Morando em Guadalupe, um bairro a 40km de Ipanema, Souza vive com o filho de 14 anos em uma casa humilde de dois quartos – ele tem mais um filho de 10 que fica com a ex-mulher. A preparação do mate é feita em sua cozinha ainda na madrugada e, quando tudo está pronto, ele pega um mototáxi, um ônibus e o metrô em 1h30 de trajeto até chegar ao local de trabalho. Tudo isso com quase 50kg nas costas.

"As pessoas costumam perguntar: ‘Nossa, isso é pesado? Como você aguenta?’. Eu digo: ‘Minha querida, quando eu lembro do Nescau, das contas para pagar, rapidinho o peso diminui. Vai ficando leve, vira um isopor. É só lembrar das contas’", brinca.

O primeiro teste para Souza é sempre quando ele sai do estacionamento onde deixa guardado o resto de seu material de vendas – como o biscoito Globo, os copos de plástico e o açúcar – e pisa no asfalto descalço no caminho para a praia. Assim que encosta os pés na rua, ele já começa a andar mais rápido sentindo a sola queimar. O termômetro marca 33ºC e são apenas 10h30 do horário de verão.

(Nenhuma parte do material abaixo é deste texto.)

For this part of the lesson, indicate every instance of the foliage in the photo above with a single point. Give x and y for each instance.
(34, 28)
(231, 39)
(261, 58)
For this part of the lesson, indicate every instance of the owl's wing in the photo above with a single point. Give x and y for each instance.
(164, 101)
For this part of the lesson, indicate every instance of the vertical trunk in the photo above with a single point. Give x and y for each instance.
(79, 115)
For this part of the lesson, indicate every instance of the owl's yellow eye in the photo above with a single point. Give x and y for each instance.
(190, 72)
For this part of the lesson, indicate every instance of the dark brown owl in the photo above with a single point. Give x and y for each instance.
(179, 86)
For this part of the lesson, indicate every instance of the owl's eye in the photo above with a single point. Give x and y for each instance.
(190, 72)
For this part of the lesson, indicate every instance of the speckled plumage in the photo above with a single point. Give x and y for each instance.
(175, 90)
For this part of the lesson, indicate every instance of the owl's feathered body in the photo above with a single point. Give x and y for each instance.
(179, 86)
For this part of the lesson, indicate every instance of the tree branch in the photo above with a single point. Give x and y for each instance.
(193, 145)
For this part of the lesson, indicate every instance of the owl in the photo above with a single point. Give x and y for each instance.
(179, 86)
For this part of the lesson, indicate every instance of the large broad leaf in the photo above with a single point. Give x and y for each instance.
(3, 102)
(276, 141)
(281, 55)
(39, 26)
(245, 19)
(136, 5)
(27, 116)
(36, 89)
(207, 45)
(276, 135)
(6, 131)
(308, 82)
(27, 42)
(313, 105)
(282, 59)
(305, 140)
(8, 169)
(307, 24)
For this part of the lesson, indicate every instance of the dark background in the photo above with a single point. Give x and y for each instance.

Ao longo de um dia quente, bem comum no verão carioca, Souza anda cerca de 16 km com os dois galões nas costas, sobre uma toalha que alivia a dor do contato direto da alça com os ombros. Seu local de trabalho é entre os postos 9 e 10 de Ipanema (a distância entre um e outro é de cerca de 1km), uma das regiões mais movimentadas da praia. As paradas ao longo do caminho são inevitáveis – para tomar fôlego, para tomar um mate e se refrescar ou para aliviar o calor umedecendo a toalha dos ombros no chuveiro.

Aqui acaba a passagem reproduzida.